Stage presence

Jun 29, 2022 • 5 min. read | By Fritts Causby

REO Speedwagon's Kevin Cronin at Live Oak Bank Pavillion during the 2022 Azalea Festival (photo by T.J. Drechsel)


The Wilson Center and Live Oak Bank Pavilion are consistently bringing high-level talent to Wilmington. Now, it’s no longer a necessity to find a vacation rental or hotel in a far-away city if seeing live acts such as Widespread Panic, ZZ Top, Diana Ross, The Doobie Brothers or touring Broadway productions is the goal. 


“Without question, the Wilson Center and Live Oak Pavilion have elevated the arts in Southeastern North Carolina, offering unique experiences in two unique settings,” said Rhonda Bellamy, executive director of the Arts Council of Wilmington and New Hanover County. “The grandeur of the Wilson Center, coupled with an ambitious Broadway series and robust calendar of local and national acts, rivals cities several times our size. Similarly, how many cities can boast having the Cape Fear River as the backdrop for a 7,200-seat amphitheater? Both facilities have helped establish our region as an arts destination.”

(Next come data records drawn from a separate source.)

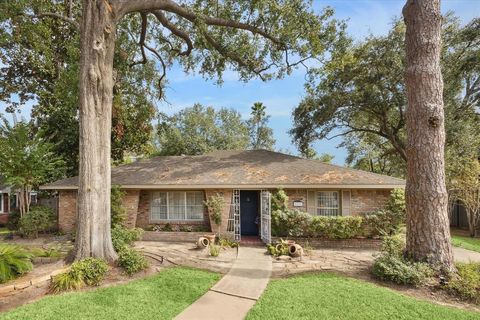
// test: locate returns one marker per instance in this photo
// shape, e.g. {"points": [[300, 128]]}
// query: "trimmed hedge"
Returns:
{"points": [[294, 223]]}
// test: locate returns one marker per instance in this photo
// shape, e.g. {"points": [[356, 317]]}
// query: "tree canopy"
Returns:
{"points": [[261, 136], [39, 58], [360, 92], [198, 130], [26, 160]]}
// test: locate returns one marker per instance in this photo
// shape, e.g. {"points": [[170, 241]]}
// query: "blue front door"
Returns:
{"points": [[249, 212]]}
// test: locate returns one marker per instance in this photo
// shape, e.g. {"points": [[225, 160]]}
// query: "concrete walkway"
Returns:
{"points": [[233, 296]]}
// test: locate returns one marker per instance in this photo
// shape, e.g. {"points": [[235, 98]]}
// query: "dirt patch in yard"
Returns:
{"points": [[115, 276]]}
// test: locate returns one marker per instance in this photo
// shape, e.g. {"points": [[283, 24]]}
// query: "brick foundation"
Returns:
{"points": [[137, 203]]}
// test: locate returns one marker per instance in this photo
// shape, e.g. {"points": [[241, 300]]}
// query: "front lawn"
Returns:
{"points": [[161, 296], [327, 296], [468, 243]]}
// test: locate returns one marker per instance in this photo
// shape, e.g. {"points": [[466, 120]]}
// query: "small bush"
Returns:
{"points": [[225, 242], [391, 265], [93, 270], [67, 281], [14, 261], [88, 271], [39, 220], [13, 220], [278, 249], [131, 261], [122, 237], [214, 250], [466, 284]]}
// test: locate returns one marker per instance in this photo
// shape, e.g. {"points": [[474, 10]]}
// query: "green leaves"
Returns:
{"points": [[26, 159], [199, 129]]}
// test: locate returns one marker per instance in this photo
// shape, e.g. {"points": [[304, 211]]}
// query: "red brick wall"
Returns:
{"points": [[67, 208], [143, 216], [297, 195], [362, 200], [368, 200], [130, 203]]}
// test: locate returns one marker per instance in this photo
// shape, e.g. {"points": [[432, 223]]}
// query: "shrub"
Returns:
{"points": [[39, 219], [122, 237], [13, 220], [466, 284], [214, 250], [343, 227], [215, 205], [292, 223], [131, 261], [117, 211], [392, 266], [278, 249], [225, 242], [93, 270], [14, 261], [396, 202], [88, 271], [66, 281]]}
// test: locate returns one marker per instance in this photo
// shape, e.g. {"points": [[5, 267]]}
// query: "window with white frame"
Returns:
{"points": [[328, 203], [177, 205]]}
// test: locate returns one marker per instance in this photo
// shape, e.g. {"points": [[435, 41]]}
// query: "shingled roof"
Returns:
{"points": [[242, 169]]}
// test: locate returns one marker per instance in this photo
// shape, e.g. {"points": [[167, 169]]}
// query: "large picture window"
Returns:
{"points": [[177, 205], [328, 203]]}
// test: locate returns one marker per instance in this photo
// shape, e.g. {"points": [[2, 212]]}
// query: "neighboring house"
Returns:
{"points": [[172, 189], [8, 201], [4, 203]]}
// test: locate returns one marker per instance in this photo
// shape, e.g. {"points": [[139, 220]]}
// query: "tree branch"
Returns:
{"points": [[231, 55], [174, 30], [141, 42], [127, 6], [56, 16]]}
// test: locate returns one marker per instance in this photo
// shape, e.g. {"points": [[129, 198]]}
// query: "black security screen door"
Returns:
{"points": [[249, 212]]}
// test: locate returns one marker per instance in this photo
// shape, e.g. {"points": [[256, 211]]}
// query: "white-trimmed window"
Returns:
{"points": [[177, 205], [328, 203]]}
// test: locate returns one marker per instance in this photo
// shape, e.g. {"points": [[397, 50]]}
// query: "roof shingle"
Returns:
{"points": [[260, 168]]}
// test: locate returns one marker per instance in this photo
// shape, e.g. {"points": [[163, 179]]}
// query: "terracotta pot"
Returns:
{"points": [[210, 237], [295, 250], [203, 242]]}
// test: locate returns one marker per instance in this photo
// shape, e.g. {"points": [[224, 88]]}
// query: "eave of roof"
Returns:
{"points": [[252, 169]]}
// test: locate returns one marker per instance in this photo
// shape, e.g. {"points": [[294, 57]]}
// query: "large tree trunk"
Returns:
{"points": [[428, 233], [93, 238]]}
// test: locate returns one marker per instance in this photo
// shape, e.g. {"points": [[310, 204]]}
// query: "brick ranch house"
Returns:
{"points": [[172, 189]]}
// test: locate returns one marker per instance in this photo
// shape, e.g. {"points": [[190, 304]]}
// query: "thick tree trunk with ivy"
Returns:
{"points": [[428, 234], [93, 238]]}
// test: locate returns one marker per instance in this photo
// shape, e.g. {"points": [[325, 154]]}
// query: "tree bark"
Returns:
{"points": [[428, 233], [93, 238]]}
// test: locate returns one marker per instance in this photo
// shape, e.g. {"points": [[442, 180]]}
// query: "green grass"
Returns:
{"points": [[161, 296], [327, 296], [468, 243]]}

Cape Fear Community College opened the Wilson Center, with more than 1,500 seats, in late 2015. Officials call it the most technologically advanced theater in the eastern part of the state. 

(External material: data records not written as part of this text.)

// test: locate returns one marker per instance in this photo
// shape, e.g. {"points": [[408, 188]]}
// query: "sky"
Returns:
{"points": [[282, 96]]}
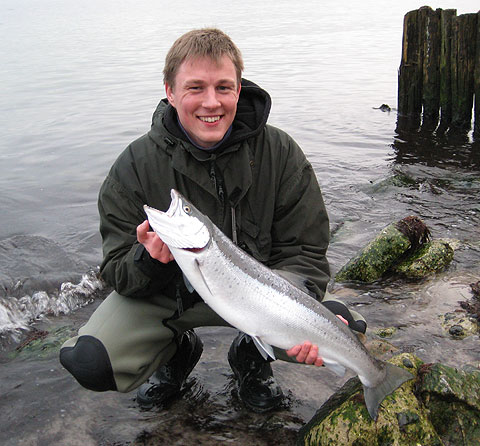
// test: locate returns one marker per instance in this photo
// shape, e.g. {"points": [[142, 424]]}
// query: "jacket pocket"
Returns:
{"points": [[253, 240]]}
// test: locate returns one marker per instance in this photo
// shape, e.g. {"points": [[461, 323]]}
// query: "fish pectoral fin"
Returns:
{"points": [[335, 367], [197, 264], [265, 349]]}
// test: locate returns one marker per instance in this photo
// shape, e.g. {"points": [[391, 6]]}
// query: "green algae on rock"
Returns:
{"points": [[385, 250], [343, 419], [452, 398], [458, 324], [430, 258]]}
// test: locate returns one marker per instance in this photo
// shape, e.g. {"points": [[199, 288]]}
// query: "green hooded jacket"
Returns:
{"points": [[257, 184]]}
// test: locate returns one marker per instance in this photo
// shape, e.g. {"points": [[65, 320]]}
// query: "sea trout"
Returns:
{"points": [[264, 304]]}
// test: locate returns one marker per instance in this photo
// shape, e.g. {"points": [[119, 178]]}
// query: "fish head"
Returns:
{"points": [[182, 226]]}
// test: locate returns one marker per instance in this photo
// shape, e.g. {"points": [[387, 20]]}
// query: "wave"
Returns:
{"points": [[17, 314]]}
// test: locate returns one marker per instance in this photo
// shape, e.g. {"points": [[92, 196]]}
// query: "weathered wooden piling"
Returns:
{"points": [[446, 17], [439, 74], [476, 127]]}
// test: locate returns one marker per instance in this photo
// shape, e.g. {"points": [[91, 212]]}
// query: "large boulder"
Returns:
{"points": [[439, 408]]}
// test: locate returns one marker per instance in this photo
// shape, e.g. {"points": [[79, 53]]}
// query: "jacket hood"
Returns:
{"points": [[253, 109]]}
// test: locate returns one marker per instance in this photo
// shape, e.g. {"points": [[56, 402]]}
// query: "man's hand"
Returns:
{"points": [[308, 352], [153, 243]]}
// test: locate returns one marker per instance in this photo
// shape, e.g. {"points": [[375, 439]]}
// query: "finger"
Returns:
{"points": [[304, 352], [312, 355], [142, 230], [294, 351]]}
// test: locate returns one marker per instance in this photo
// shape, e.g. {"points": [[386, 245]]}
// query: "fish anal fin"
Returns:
{"points": [[266, 350]]}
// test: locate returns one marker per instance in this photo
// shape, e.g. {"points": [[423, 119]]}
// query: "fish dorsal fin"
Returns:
{"points": [[265, 349]]}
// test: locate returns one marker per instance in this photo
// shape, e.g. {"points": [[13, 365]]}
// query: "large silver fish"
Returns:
{"points": [[262, 303]]}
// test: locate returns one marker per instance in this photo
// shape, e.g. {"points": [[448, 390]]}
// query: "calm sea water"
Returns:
{"points": [[80, 80]]}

“We are constantly reinvesting our earnings back into the building, to ensure that we can continue to offer the broadest range of talent possible, with the highest level of quality possible,” said Shane Fernando, vice president of advancement and the arts at CFCC. 



The popularity of the comedy acts, musicians and theater performances may serve as an indication of the success of the venue. 


A few highlights for the rest of 2022 include stops by well-known performers such as Pat Benatar, the Blue Man Group, “Weird Al” Yankovic, Jason Isbell and Trombone Shorty. Musicals including Tootsie, On Your Feet and Anastasia make up this year’s touring Broadway slate, with crowd favorites Annie and The Book of Mormon slated for next spring. 


With about 300 events a year, the Wilson Center’s schedule has returned to pre-pandemic levels. “Around 30 percent of our ticket sales were to buyers from out of town,” Fernando said. 


“In just the first six months, we entertained guests from all 50 states and every continent except Antarctica.” 




The $35 million Live Oak Bank Pavilion – paid for mostly by the city of Wilmington but including $4 million from venue manager Live Nation – opened with fanfare in July 2021 as the centerpiece of the city’s new Riverfront Park along the Cape Fear River. 


The economic impact created by Live Oak Bank Pavilion, which celebrated its opening with three sold-out shows by Widespread Panic, has already been significant. The city receives $2 from each ticket sold at the 7,200-seat concert venue, as well as $200,000 in yearly rent from Live Nation. 


“We can’t wait to kick off our second season at Live Oak Bank Pavilion,” Live Nation general manager Ryan Belcher said. “This year’s lineup has something for everyone. We are featuring a wide range of genres.” 


This year’s calendar is filled with top names such as Josh Groban, Rainbow Kitten Surprise, Darius Rucker, My Morning Jacket, Nathaniel Rateliff and The Night Sweats and more. 


“We’re able to secure notable acts by leveraging our extensive industry and touring relationships while utilizing our knowledge of the region,” Belcher said. “Wilmington is also a big draw for bands and live music fans.” 




While Live Oak Bank Pavilion and the Wilson Center are the largest and newest entertainment venues for the area, other stages from Thalian Hall to Brunswick Community College’s Odell Williamson Auditorium to UNCW’s Kenan Hall have been used for years to stage local productions and national names, just with smaller seating capacities. 


The arts, Bellamy pointed out, have been an active part of the area. 


In 2015, the arts council was the local organizing partner for an Arts & Economic Prosperity study on the county – before Wilson Center and the amphitheater factored in. 


“We will launch the next study in May and update the numbers, which, in 2015, showed an economic impact of $55.8 million, supporting the full-time employment of 2,076 jobs and generating $5.6 million in local and state tax revenues, not including the cost of admission,” Bellamy said about the impacts of arts and cultural organizations and audiences in New Hanover County.


Recognizing that the arts are not only a valuable economic driver but also a major cultural benefit to those who live in or visit the Wilmington area, Fernando and his team have worked to make the Wilson Center a lab for student learning. 


“We focus on experiential, hands-on learning here,” he said. 


It is not just about providing CFCC students with a chance to perform on stage. There are many roles, tasks and responsibilities that need to be taken care of to effectively pull off a show; graphic design, carpentry, welding, physical therapy, hair and makeup, set design and A/V management are just a few of the on-the-job learning opportunities provided to students. Each event requires a staff of about 200 to make it happen, and students always make up a portion of the crew. 


“Our major focus is on providing access so students can learn,” Fernando said. “We waive the base rent for school systems, something that is very unusual for a touring house of our size.”